Gold funds are open-ended mutual funds. They carry out investments in units of a gold exchange-traded fund (ETF). The prime purpose of these funds is wealth creation by using the potential of physical gold as a valuable commodity. These funds are best for investors with a low-risk appetite.
Benefits
The funds are redeemable on any business day during market hours. However, for selling, the NAV of the day before is taken into account. Once your funds are traded off, the money is generally disbursed within 2-3 working days.
Investing in these funds is also safer than a physical gold investment. You can electronically invest in the funds with safety and avoid the hassle of storing physical gold that can be stolen anytime.
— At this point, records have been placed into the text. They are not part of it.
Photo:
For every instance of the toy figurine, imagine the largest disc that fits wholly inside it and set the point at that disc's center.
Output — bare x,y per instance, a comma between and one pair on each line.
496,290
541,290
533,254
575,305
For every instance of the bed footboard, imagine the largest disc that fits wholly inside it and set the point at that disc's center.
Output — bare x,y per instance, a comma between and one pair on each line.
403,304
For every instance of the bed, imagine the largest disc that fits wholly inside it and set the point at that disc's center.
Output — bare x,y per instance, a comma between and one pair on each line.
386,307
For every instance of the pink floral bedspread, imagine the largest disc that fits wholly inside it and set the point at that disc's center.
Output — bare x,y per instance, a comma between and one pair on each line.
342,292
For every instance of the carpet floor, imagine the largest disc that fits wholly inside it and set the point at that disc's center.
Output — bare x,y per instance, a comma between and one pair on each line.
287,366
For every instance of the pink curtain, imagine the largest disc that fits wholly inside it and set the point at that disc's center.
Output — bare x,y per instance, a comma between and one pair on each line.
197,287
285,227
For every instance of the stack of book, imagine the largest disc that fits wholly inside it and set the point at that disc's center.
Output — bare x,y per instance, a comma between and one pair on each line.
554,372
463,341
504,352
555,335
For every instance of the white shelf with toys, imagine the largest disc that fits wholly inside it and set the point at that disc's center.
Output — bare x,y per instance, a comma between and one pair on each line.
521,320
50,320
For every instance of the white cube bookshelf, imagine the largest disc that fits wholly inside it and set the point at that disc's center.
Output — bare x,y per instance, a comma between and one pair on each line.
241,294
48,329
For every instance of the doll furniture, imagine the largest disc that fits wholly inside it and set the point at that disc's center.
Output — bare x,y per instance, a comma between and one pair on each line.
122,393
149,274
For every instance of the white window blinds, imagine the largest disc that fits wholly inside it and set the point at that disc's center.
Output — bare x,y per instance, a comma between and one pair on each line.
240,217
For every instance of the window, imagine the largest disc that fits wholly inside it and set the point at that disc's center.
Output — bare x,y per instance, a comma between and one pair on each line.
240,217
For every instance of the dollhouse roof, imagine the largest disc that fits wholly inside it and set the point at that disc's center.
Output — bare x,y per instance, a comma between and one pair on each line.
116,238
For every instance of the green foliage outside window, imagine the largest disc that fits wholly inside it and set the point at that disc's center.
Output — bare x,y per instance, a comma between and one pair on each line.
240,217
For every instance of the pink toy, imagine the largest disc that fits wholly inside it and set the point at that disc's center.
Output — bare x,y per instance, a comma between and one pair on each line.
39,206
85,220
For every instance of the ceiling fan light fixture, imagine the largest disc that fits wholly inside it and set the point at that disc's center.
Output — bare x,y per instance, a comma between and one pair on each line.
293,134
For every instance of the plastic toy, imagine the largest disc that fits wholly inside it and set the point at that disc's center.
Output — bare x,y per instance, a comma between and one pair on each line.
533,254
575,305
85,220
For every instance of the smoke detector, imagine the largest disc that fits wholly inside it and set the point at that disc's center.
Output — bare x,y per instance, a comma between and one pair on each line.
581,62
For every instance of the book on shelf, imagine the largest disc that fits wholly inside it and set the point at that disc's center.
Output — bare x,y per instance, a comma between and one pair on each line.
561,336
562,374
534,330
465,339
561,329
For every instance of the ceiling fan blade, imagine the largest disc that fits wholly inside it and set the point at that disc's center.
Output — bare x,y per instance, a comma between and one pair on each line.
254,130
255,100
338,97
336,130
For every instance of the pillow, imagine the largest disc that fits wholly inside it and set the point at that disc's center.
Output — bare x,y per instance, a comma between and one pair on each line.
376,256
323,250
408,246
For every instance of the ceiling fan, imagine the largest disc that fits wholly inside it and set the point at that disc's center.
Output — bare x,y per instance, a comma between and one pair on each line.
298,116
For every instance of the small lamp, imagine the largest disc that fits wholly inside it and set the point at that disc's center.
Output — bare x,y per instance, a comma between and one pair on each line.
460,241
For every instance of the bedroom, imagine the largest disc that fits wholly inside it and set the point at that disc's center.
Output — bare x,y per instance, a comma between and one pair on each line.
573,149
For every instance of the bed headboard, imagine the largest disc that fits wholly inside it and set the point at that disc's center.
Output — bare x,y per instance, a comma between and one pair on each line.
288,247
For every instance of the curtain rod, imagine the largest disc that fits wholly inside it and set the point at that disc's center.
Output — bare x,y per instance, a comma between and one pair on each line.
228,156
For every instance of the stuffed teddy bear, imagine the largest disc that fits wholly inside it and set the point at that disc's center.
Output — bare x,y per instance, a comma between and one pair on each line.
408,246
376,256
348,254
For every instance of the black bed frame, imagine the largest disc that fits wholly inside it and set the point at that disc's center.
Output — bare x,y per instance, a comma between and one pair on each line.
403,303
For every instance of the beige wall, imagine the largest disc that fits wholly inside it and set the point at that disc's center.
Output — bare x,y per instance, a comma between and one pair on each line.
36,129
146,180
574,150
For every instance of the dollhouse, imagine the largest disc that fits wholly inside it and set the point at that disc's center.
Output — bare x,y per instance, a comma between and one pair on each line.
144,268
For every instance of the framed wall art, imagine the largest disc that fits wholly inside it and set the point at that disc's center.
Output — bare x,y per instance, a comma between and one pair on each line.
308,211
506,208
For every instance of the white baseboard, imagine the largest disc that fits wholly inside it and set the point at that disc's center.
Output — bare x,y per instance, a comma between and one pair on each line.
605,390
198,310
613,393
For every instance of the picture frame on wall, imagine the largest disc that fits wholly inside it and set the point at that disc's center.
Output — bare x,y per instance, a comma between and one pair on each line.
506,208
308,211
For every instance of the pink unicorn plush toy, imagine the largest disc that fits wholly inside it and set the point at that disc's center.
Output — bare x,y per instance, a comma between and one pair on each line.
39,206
After a few years, if you wish to increase your investments little by little annually, you can go for a step-up SIP. Then you can estimate the returns using an SIP with annual increase calculator.
Gold funds, like any asset class, come with certain risks. These include lower returns than equities and diversification challenges.
However, investors choose these funds not with the motive to gain high returns over a long period but invest with low risk.
By investing in these funds with a dynamic approach, you can diversify your portfolio profitably. Consider allocating a portion of your portfolio towards them. During a market crisis, try to increase this allocation. When the market recovers, you can invest more in other asset classes that seem to perform better. Thus, you must focus on the stability gold funds provide your portfolio with and use them as insurance cover.
To conclude, consider investing in these funds strategically to make the most of their benefits.